Chinesische Feuerwehrleute auf dem Tianan'men Platz in Peking

Foto: Johnny Erling Chinesische Feuerwehrleute auf dem Tianan'men Platz in Peking

Peking ist auf makabere Weise auf das Schlimmste vorbereitet. Zum 18. Parteitag haben mobile Spezialteams der Feuerwehr Position auf dem Tianan"men Platz bezogen. Sie bilden die letzte Front der Abwehr, wenn das eintritt, was die Behörden befürchten: Tibeter könnten den Platz der Revolution zum Ort einer spektakulären Selbstverbrennung machen.
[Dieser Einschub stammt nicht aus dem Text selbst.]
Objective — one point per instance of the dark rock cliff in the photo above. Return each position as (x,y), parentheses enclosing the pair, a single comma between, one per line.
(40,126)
Chinas Behörden wollen mit allen Mitteln verhindern, dass so etwas passiert, dass sie mit ihren Verzweiflungstaten ein Fanal des Protests gegen Chinas Religionspolitik in Tibet und die Unterdrückung ihrer Klöster setzen könnten. Die Behörden glauben, Anlass für ihre Befürchtungen zu haben. In nur 48 Stunden auf den am 8. November begonnenen Parteitag steckten sich sechs Gläubige in tibetischen Regionen in Sichuan und Qinghai mit Benzin unter Rufen nach der Rückkehr des Dalai Lama vor ihren Klöstern in Brand. Drei seien gestorben, berichten Menschenrechtsorganisationen und Exiltibeter.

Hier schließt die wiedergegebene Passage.